昨年は「非常に難しかった」というのが率直な感想です。新型コロナの感染拡大で、ボランティアに参加したくても職場や家庭に心配されたり、体調面を考慮したりし、参加を遠慮するメンバーがいました。活動する中でクラスターが起きないように、例年よりも少ない人数で運営しました。
そうした難しいシーズンでしたが、多くのファンやサポーターが観戦に来てくださったことは、私たちのやりがいや張り合いになりました。今年は、もっと多くの方に来てもらえるような環境になってほしい?と願っています。

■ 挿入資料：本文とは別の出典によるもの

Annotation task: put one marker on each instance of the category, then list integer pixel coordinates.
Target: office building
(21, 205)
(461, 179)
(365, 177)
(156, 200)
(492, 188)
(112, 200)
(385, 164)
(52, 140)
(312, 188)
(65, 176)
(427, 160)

チームバモスは、オフの期間中にウイルス感染対策を見直し、多くのメンバーが参加できる環境づくりを進めます。声を出さなくても「おもてなし」の気持ちが伝わるような取り組みも考えています。「また来たい」と思ってもらえるサンプロアルウィンをつくるのが、私たちの使命。今年もその点を突き詰めていきたいです。

サポーター組織「ウルトラスマツモト」コールリーダー
クラブに力を─皆の心を一つに 新関孝典さん(29、伊那市)

ホームの強みを生かし切れないホームゲームは、これほどまでにつらいものかと感じた昨年でした。鳴り物も横断幕も声援もないサンプロアルウィンは、どこか別の場所のよう。それでも「チームに少しでも力を与え続けたい」という一心で応援しました。
無観客試合や練習の見学休止などで、サポーターの熱が冷めてしまうことも心配されますが、山雅には多くの人がクラブと共に歩み、ここまで大きくしてきた歴史があります。「山雅らしさ」とは、ピッチの内外で関わる全ての人が創り上げるものだと考えています。
長いシーズンは、うまくいくことばかりではありません。だからこそ、今年は皆で課題を解決しながら、一昨年までのサンアルを少しずつ取り戻したい。皆が一つになった時のパワーは、どこにも負けません。さまざまな事情でスタジアムに足を運ぶことができていない人も、山雅との「心の距離」だけは離さずにいてもらえれば、うれしいですね。